Article de la rédaction du 6 juin 2015

Crédit photo : Olivier Le Moal - stock.adobe.com

Le député du Nord Bernard Gérard a interrogé le ministre des Finances sur « les conséquences fiscales de la réalisation d’une condition résolutoire, au regard des droits de mutation, lorsque l’acte de vente d’immeuble ou de meuble incorporel est assorti d’une telle condition ».

Il souligne que la stipulation d’une telle condition dans un acte de vente ne suspend pas l’exigibilité du droit de mutation qui est perçu, sauf possibilité pour le cessionnaire d’obtenir un crédit de paiement, lors de l’exécution de la formalité d’enregistrement ou de la formalité fusionnée à la conservation des hypothèques. Si l’évènement emportant réalisation de la condition résolutoire intervient, les droits antérieurement perçus ne sont pas restitués à l’acquéreur parce qu’ils ont été régulièrement perçus au moment de la vente, alors même que cette vente est rétroactivement annulée.

Dans une telle situation, il demandait au ministre de confirmer que l’acte constatant la réalisation de la condition résolutoire ne donne ouverture à aucun droit proportionnel mais exclusivement au droit fixe des actes innomés.

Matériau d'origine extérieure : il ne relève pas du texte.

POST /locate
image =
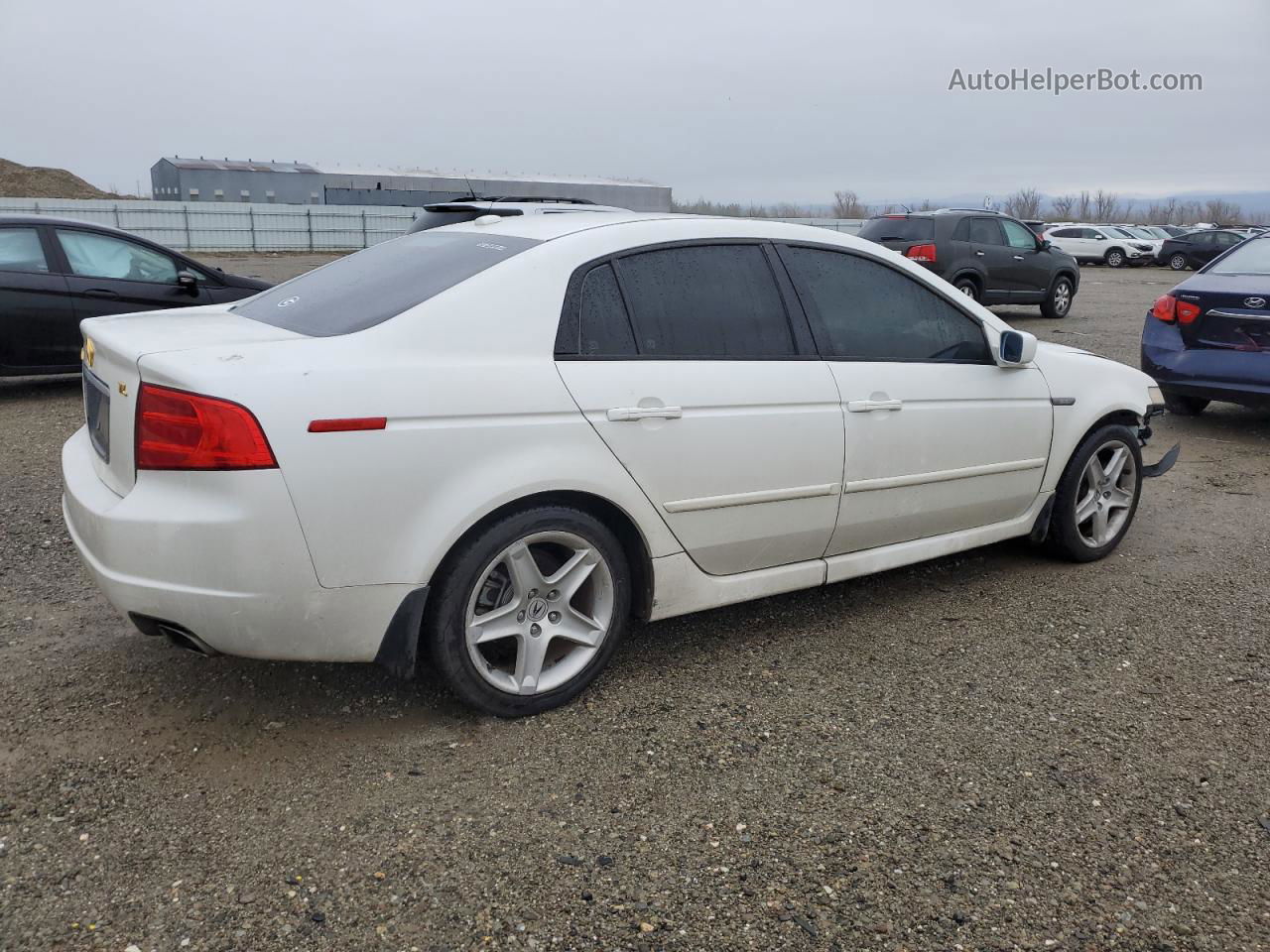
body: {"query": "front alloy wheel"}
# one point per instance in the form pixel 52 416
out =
pixel 527 612
pixel 1097 495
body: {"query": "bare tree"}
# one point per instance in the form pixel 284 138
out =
pixel 847 204
pixel 1061 207
pixel 1105 206
pixel 1024 203
pixel 1222 212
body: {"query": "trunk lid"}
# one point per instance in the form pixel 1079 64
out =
pixel 113 348
pixel 1234 312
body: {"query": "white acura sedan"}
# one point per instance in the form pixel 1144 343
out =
pixel 495 443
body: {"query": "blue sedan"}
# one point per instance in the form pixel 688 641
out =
pixel 1209 336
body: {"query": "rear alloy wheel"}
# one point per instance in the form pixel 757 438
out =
pixel 1184 405
pixel 1097 495
pixel 968 287
pixel 1058 301
pixel 531 611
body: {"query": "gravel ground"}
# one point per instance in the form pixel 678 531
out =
pixel 988 752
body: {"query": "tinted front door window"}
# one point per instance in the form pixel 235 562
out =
pixel 869 311
pixel 21 250
pixel 94 255
pixel 706 301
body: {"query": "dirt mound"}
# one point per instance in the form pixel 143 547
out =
pixel 19 180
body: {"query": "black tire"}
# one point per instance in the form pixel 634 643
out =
pixel 1184 405
pixel 1058 304
pixel 445 619
pixel 968 286
pixel 1065 538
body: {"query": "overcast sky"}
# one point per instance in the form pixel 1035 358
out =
pixel 739 100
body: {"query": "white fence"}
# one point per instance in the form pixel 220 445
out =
pixel 254 226
pixel 249 226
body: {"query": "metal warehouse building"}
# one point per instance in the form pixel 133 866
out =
pixel 300 182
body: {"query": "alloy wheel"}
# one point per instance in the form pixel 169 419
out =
pixel 1106 494
pixel 1062 298
pixel 539 612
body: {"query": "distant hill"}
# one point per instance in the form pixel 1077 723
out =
pixel 19 180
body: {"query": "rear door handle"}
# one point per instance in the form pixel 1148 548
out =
pixel 867 407
pixel 630 414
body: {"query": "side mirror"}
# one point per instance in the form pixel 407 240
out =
pixel 1017 348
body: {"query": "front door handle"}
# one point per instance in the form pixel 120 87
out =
pixel 629 414
pixel 867 407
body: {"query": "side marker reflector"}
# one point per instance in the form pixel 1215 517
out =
pixel 349 424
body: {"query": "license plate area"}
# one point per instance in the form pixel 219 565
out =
pixel 96 414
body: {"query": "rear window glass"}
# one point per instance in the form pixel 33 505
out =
pixel 898 230
pixel 372 286
pixel 1250 258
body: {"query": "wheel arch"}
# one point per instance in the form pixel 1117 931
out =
pixel 621 524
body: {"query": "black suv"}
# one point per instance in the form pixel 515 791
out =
pixel 985 255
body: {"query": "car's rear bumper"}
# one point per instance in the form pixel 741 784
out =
pixel 220 555
pixel 1234 376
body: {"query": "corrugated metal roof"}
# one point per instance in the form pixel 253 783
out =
pixel 239 166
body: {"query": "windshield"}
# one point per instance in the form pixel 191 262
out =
pixel 1250 258
pixel 372 286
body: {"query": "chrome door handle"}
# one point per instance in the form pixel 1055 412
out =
pixel 866 407
pixel 629 414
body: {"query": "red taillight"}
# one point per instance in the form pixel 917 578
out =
pixel 1165 308
pixel 349 424
pixel 180 430
pixel 1188 312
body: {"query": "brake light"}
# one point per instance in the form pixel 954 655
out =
pixel 1188 312
pixel 1165 308
pixel 181 430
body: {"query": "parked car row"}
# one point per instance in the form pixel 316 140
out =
pixel 985 255
pixel 55 272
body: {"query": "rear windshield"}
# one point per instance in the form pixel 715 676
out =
pixel 1250 258
pixel 372 286
pixel 898 230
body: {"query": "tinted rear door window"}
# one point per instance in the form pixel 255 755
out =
pixel 898 230
pixel 606 330
pixel 707 301
pixel 372 286
pixel 985 231
pixel 869 311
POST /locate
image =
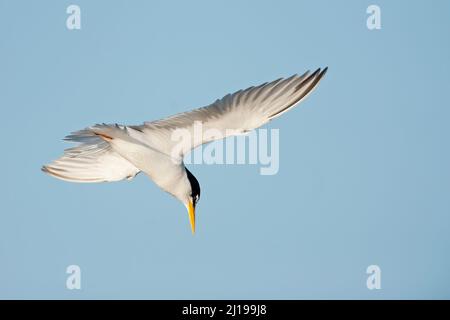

Le ministre vient de confirmer

«Une condition résolutoire opère la révocation des obligations et oblige le créancier à restituer ce qu’il a reçu dans le cas où l’événement prévu par la condition arrive (code civil, art. 1183) : elle ne suspend pas la convention et est inopérante du point de vue de l’impôt.

L’acte qui en est affecté donne immédiatement ouverture au droit qui lui est applicable. Si elle se réalise, la convention est, en droit civil, rétroactivement anéantie.

Cependant, l’article 1961 du code général des impôts (CGI) n’autorise la restitution du droit perçu sur l’acte résolu que dans le cas où la résolution dérive de la loi exclusivement. En conséquence, l’acte constatant la réalisation de la condition résolutoire est enregistré au droit fixe des actes innomés prévu à l’article 680 du CGI au tarif de 125 euros.»

Rappelons que l’administration fiscale précise dans sa doctrine BOFIP-Impôt (Rubrique plus-values immobilières) que« dans l’hypothèse où le contrat de vente serait annulé, résolu ou rescindé, le contribuable peut obtenir, sur réclamation, une r*estitution partielle ou totale des droits indûment perçus (sauf en cas d’exercice du droit de préemption puisque l’exercice de ce droit n’a d’autre effet que de subroger l’État à l’acquéreur évincé).

La demande de dégrèvement de l’imposition initialement établie peut être présentée dans un délai dont le point de départ est constitué par la date de l’annulation, de la résolution ou la rescision, et qui expire le 31 décembre de la deuxième année suivant cette date»BOI-RFPI-PVI-10-30-20130211, n°30.